Künstlerische Interpretation einer eiszeitlichen Steppenlandschaft. Quelle: kes
(4.6.2024) Sie dürften eigentlich gar nicht mehr in Europa vorkommen: die Eiche, die Linde und die Esche. Auf dem Höhepunkt der letzten Eiszeit, vor etwa 20.000 Jahren, war es für diese Bäume viel zu kalt, um zu überleben. Trotzdem wachsen sie noch immer in ganz Europa. Wissenschaftler haben nun herausgefunden, wie das möglich ist.
Die Bäume verdanken ihr Überleben den heißen Quellen in Mitteleuropa, wie neue Erkenntnisse zeigen. Diese Quellen waren während der Eiszeit eine Art Oase und gaben ihre Wärme an die Umwelt ab. Dadurch konnten Eichen, Linden und Eschen überleben und sich später wieder in ganz Europa ausbreiten, schreiben tschechische Forscher in "Science Advances".
Beweise dafür lieferten den Geologen unter anderem die fossilen Überreste von Bäumen, die sie im Wiener Becken, einer Ebene zwischen den Alpen und den Karpaten, fanden. Mit Hilfe der Kohlenstoffdatierung zur Altersbestimmung konnten sie feststellen, dass die Bäume dort während des letzten glazialen Maximums, dem Höhepunkt der letzten Eiszeit vor etwa 20.000 bis 22.000 Jahren, gelebt haben müssen.
![Die Lage der entdeckten Ablagerungen in Mähren (roter Stern) und eines Hydrothermalfeldes im Liptauer Becken (gelber Stern) sowie die Verteilung der bisher untersuchten Fundstellen mit makrofossilen Baumfunden aus der Weichsel-Kaltzeit. Die maximale Ausdehnung der Gletscher [blau] und die südliche Grenze der Permafrostzone (Periglazial) [gestrichelte Linie] (nach (79)) sind ebenfalls dargestellt. Europa während der Weichsel-Kaltzeit](images/vereisung-europa-3624.webp)
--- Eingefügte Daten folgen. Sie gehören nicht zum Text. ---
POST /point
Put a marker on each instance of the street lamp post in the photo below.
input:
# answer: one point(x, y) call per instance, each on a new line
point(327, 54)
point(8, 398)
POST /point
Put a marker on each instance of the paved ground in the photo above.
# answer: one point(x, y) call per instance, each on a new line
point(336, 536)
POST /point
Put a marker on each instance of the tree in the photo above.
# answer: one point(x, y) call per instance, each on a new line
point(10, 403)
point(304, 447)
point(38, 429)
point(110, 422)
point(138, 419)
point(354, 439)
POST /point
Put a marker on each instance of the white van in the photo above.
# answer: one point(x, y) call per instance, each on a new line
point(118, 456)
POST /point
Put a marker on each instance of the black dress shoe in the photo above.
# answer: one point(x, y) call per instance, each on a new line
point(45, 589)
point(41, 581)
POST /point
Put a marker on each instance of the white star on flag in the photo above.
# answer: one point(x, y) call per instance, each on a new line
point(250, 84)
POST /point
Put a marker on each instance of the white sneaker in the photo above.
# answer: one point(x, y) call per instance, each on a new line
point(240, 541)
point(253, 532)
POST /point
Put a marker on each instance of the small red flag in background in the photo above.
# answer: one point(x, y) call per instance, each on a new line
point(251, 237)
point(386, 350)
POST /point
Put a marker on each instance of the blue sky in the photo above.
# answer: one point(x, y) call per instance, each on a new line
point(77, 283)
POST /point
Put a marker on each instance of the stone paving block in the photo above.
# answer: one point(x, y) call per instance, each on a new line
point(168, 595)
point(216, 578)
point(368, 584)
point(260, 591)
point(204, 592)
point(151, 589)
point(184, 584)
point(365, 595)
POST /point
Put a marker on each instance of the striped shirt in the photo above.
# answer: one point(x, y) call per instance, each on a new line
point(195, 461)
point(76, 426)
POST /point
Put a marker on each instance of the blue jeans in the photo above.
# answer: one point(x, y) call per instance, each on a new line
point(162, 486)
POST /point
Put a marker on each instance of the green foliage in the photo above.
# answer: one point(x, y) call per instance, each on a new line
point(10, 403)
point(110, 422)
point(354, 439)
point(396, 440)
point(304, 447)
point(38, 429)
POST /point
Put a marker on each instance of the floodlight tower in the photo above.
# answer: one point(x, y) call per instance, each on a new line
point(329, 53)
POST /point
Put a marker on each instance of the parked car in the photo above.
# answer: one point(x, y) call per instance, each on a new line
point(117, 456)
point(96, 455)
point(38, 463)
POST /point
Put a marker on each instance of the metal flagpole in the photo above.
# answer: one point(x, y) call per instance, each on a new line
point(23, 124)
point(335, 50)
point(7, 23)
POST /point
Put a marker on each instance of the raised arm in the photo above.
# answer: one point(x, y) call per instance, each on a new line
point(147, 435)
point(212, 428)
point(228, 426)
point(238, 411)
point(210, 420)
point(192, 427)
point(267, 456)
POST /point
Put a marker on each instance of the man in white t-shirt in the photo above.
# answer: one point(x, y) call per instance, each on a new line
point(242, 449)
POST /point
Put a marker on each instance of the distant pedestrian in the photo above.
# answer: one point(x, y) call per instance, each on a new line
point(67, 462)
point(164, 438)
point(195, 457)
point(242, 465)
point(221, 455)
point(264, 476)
Die Lage der entdeckten Ablagerungen in Mähren (roter Stern) und eines Hydrothermalfeldes im Liptauer Becken (gelber Stern) sowie die Verteilung der bisher untersuchten Fundstellen mit makrofossilen Baumfunden aus der Weichsel-Kaltzeit. Die maximale Ausdehnung der Gletscher [blau] und die südliche Grenze der Permafrostzone (Periglazial) [gestrichelte Linie] sind ebenfalls dargestellt. Abb.: © Hošek et al./Science Advances/2024 🔎
Anschließend analysierten sie das an dieser Stelle gefundene Siliziumdioxid, einen wichtigen Bestandteil der Erdkruste. Daraus konnten sie ableiten, dass es dort zu jener Zeit einen Ausfluss aus einer hydrothermalen Quelle gegeben haben muss. Ein klarer Hinweis darauf, dass die Bäume in der Umgebung dieser Stelle von einer lokal höheren Temperatur profitiert haben könnten.
Wissenschaftler vermuteten bereits, dass heiße Quellen für das Überleben von Eichen und Linden eine Rolle spielten, aber bisher fehlte der Beweis. „Dies ist der erste direkte Beweis für die Existenz eines gemäßigten Ökosystems nördlich der Alpen während der Eiszeit“, sagt der leitende Forscher Jan Hosek von der Karls-Universität in Prag.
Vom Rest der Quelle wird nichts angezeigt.